Department of Pediatric Oncology, Dana-Farber Cancer Institute, Boston, MA, USA; The Broad Institute of MIT and Harvard, Cambridge, MA, USA.
Department of Pediatric Oncology, Dana-Farber Cancer Institute, Boston, MA, USA; The Broad Institute of MIT and Harvard, Cambridge, MA, USA; Division of Pediatric Hematology/Oncology, Boston Children's Hospital, Boston, MA, USA.
Cancer Cell. 2021 Sep 13;39(9):1262-1278.e7. doi: 10.1016/j.ccell.2021.07.003. Epub 2021 Jul 29.

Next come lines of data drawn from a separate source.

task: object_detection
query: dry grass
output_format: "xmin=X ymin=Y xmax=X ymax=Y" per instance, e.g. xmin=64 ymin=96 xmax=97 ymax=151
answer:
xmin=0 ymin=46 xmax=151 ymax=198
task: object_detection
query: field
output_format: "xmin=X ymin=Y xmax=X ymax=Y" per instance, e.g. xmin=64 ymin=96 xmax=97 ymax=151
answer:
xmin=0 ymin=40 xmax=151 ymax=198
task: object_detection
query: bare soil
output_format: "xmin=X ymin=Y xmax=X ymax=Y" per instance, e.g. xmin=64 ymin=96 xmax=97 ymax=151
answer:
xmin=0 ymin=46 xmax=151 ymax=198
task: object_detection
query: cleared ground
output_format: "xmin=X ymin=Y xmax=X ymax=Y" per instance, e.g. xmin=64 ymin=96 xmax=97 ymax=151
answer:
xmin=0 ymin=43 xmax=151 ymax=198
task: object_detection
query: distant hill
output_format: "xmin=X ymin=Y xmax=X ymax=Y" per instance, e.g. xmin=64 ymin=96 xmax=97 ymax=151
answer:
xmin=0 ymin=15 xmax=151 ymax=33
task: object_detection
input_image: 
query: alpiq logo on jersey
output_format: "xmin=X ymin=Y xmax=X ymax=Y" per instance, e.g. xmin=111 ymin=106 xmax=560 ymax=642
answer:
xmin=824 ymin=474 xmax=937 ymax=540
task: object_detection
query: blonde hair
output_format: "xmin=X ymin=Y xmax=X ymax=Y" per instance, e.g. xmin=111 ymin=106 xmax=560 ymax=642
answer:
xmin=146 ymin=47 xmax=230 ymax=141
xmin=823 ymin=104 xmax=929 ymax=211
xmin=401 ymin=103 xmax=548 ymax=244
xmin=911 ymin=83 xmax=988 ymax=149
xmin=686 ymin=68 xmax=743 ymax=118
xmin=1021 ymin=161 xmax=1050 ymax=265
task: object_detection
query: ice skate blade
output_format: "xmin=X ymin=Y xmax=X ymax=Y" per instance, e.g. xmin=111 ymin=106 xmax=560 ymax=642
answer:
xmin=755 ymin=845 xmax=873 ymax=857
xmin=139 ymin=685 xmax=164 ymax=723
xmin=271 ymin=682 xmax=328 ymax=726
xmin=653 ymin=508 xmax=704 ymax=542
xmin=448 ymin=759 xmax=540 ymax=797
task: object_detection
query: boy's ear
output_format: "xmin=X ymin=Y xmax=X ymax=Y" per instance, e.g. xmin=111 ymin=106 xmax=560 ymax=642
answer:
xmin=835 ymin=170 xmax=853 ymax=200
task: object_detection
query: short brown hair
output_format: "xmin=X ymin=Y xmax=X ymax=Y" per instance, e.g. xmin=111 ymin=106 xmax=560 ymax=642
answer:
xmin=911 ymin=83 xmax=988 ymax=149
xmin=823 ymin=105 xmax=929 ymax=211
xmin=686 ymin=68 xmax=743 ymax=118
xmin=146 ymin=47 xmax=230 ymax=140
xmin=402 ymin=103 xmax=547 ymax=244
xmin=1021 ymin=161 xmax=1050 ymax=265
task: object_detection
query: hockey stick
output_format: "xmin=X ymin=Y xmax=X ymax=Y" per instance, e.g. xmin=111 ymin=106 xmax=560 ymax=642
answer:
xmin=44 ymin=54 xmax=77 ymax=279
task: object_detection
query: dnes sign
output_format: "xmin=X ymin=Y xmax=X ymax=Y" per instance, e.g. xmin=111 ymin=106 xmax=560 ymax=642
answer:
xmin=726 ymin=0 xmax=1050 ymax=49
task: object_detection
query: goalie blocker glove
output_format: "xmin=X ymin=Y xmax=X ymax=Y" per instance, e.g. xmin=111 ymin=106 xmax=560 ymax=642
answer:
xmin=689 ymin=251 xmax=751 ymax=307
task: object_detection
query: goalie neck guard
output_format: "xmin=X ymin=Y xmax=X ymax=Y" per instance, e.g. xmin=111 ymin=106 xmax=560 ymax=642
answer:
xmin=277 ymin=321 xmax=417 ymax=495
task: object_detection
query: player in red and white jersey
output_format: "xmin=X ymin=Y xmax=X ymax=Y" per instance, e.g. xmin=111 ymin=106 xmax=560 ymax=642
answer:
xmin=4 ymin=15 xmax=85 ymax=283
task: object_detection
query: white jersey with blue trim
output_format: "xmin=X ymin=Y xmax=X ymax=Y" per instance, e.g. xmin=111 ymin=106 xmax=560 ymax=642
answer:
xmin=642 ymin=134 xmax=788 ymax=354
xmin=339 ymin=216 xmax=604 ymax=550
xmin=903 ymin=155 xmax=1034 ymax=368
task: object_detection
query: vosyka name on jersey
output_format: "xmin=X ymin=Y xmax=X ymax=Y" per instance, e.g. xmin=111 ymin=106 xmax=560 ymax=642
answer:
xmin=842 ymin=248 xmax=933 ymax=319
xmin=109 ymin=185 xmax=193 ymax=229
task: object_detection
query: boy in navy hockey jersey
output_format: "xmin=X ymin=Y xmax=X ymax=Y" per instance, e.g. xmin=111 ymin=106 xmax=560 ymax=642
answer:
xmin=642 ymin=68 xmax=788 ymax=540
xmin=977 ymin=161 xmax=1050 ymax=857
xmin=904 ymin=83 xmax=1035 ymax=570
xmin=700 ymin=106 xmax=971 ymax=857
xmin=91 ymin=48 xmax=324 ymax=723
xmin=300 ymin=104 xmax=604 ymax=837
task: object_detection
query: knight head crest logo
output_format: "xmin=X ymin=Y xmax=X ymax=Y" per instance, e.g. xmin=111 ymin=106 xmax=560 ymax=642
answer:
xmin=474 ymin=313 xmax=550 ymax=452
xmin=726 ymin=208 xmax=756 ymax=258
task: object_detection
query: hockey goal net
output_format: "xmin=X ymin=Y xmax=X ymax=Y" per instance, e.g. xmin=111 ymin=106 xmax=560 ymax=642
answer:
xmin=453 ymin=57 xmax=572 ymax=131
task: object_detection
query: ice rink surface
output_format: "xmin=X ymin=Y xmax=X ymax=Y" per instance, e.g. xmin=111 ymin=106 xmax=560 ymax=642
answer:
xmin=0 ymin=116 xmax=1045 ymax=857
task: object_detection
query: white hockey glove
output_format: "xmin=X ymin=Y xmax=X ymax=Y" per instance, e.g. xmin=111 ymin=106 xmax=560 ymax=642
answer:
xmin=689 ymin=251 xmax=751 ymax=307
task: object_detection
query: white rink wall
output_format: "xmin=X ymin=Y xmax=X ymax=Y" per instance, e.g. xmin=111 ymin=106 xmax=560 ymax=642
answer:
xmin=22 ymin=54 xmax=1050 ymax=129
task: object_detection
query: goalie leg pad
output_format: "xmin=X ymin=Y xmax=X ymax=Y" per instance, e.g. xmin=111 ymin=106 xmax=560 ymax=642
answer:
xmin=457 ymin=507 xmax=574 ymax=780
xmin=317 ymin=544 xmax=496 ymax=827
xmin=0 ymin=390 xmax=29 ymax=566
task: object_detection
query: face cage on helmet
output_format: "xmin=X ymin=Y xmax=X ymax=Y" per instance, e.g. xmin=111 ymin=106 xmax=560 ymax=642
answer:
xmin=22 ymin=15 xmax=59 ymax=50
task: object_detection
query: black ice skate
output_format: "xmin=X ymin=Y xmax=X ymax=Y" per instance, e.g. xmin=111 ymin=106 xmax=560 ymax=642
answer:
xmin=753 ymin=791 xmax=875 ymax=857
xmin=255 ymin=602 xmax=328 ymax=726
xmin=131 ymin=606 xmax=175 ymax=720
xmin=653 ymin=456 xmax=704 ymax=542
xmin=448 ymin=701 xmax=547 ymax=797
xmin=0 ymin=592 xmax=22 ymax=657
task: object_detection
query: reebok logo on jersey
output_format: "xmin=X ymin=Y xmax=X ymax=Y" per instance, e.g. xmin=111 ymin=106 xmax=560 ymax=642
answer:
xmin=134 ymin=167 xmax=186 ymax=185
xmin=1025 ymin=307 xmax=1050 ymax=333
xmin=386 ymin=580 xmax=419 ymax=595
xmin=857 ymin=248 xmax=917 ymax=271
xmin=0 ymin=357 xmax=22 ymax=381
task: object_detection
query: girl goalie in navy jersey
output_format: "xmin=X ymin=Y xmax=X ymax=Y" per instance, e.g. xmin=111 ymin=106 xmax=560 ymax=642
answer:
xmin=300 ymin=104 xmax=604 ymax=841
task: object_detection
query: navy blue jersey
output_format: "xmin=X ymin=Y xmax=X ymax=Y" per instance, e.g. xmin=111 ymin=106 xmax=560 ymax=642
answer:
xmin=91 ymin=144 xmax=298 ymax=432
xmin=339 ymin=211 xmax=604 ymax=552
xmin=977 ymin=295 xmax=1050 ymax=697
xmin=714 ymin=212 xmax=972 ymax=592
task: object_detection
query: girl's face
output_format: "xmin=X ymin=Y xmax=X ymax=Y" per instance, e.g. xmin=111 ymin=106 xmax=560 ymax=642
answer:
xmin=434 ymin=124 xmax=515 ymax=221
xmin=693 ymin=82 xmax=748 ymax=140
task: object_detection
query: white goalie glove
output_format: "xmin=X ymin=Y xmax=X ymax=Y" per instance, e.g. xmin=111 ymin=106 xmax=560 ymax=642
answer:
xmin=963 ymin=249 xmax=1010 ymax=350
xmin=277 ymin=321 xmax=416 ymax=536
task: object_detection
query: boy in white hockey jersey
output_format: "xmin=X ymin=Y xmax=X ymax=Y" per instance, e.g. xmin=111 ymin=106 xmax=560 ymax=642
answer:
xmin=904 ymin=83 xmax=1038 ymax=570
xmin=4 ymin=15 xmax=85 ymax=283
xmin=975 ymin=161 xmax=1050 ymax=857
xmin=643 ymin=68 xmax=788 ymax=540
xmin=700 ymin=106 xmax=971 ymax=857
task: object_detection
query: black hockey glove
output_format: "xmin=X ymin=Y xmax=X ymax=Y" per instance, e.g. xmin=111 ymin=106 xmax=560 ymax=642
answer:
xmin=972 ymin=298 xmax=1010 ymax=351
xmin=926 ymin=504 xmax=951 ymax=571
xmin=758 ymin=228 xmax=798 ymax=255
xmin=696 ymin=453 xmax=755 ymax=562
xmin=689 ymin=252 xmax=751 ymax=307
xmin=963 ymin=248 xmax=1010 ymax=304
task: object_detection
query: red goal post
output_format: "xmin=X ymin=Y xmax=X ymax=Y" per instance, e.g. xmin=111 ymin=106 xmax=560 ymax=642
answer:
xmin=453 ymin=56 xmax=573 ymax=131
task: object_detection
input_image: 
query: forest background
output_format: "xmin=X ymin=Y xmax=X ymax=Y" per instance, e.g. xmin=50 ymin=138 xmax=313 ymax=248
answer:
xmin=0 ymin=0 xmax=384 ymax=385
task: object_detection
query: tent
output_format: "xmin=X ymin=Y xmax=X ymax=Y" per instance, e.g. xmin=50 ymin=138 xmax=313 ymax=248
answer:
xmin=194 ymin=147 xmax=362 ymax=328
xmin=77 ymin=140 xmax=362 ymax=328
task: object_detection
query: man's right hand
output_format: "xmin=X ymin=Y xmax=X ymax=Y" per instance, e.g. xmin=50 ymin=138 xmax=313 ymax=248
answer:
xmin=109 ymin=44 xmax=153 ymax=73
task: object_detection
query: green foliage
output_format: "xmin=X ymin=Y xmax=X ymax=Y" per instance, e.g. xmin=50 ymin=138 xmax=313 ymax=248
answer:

Fusion-transcription factors (fusion-TFs) represent a class of driver oncoproteins that are difficult to therapeutically target. Recently, protein degradation has emerged as a strategy to target these challenging oncoproteins. The mechanisms that regulate fusion-TF stability, however, are generally unknown. Using CRISPR-Cas9 screening, we discovered tripartite motif-containing 8 (TRIM8) as an E3 ubiquitin ligase that ubiquitinates and degrades EWS/FLI, a driver fusion-TF in Ewing sarcoma. Moreover, we identified TRIM8 as a selective dependency in Ewing sarcoma compared with >700 other cancer cell lines. Mechanistically, TRIM8 knockout led to an increase in EWS/FLI protein levels that was not tolerated. EWS/FLI acts as a neomorphic substrate for TRIM8, defining the selective nature of the dependency. Our results demonstrate that fusion-TF protein stability is tightly regulated and highlight fusion oncoprotein-specific regulators as selective therapeutic targets. This study provides a tractable strategy to therapeutically exploit oncogene overdose in Ewing sarcoma and potentially other fusion-TF-driven cancers.
融合转录因子(fusion-TFs)是一类难以治疗的驱动癌蛋白。最近,蛋白质降解已成为靶向这些具有挑战性的癌蛋白的一种策略。然而,调节融合-TF 稳定性的机制通常是未知的。通过 CRISPR-Cas9 筛选,我们发现三肽重复序列含 8 蛋白(TRIM8)是一种 E3 泛素连接酶,可泛素化和降解 Ewing 肉瘤中的驱动融合-TF EWS/FLI。此外,我们发现与 >700 种其他癌细胞系相比,TRIM8 在 Ewing 肉瘤中是一种选择性依赖性。从机制上讲,TRIM8 敲除导致 EWS/FLI 蛋白水平增加,但无法耐受。EWS/FLI 作为 TRIM8 的新功能底物,定义了依赖性的选择性。我们的研究结果表明,融合-TF 蛋白稳定性受到严格调控,并强调融合癌蛋白特异性调节剂作为选择性治疗靶点。这项研究提供了一种可行的策略,可在 Ewing 肉瘤和潜在的其他融合-TF 驱动的癌症中治疗性利用致癌基因过表达。